Cyber Essentials vs ISO 27001: Key Differences

Expert insights into the benefits of each, misconceptions, timelines, and more

Ashley ‘Ash’ Brett is an experienced cyber security advisor, who has carried out hundreds of Cyber Essentials Plus assessments.

He also provides Cyber Essentials consultancy, helping customers become compliant.

On top of that, Ash is a product evangelist for IT Governance, creating and sharing interesting content related to Cyber Essentials on social media.

Previously, Ash talked about some high-level differences between Cyber Essentials and ISO 27001. Today, we’re delving deeper.

In this interview

  • Cyber Essentials misconceptions
  • Benefits of Cyber Essentials and ISO 27001
  • The differences between Cyber Essentials and ISO 27001
  • Which framework/standard is better for smaller organisations
  • How to prepare for Cyber Essentials and ISO 27001 implementation

Someone recently asked me whether Cyber Essentials can be anything other than high level. What’s your response?

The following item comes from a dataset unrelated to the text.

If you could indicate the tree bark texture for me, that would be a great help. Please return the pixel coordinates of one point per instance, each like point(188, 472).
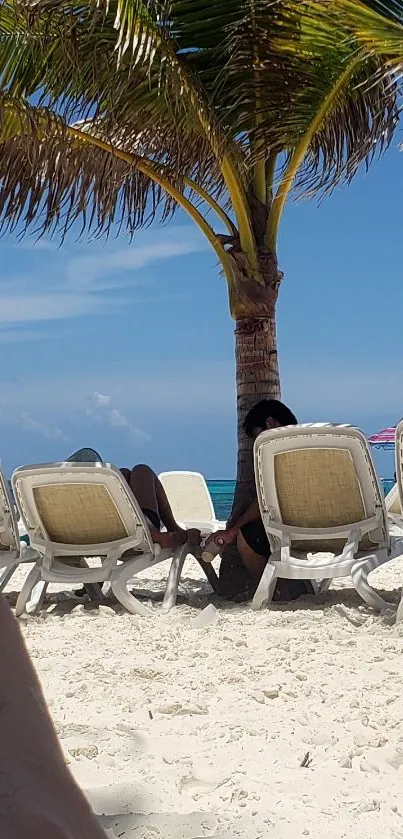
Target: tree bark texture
point(257, 377)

They were presumably referring to the basic nature of the Cyber Essentials controls. That much is true – the scheme concentrates on simple, high ROI [return on investment] controls.

However, the technical requirements for each control are very specific.

This is what I was saying last time, about how Cyber Essentials is very black and white. You either pass or fail the tests, with little ‘grey’ area.

This is totally different to ISO 27001, which offers a lot of flexibility due to its risk-based approach. ISO 27001 is very pragmatic in that way – it’s easy to tailor to your specific requirements, although its control set [in Annex A] is far larger than the one in Cyber Essentials.

So, yes, Cyber Essentials takes a basic, cost-effective approach to security. But it’s not at all ‘high level’ in terms of implementation, because you have to meet very specific requirements.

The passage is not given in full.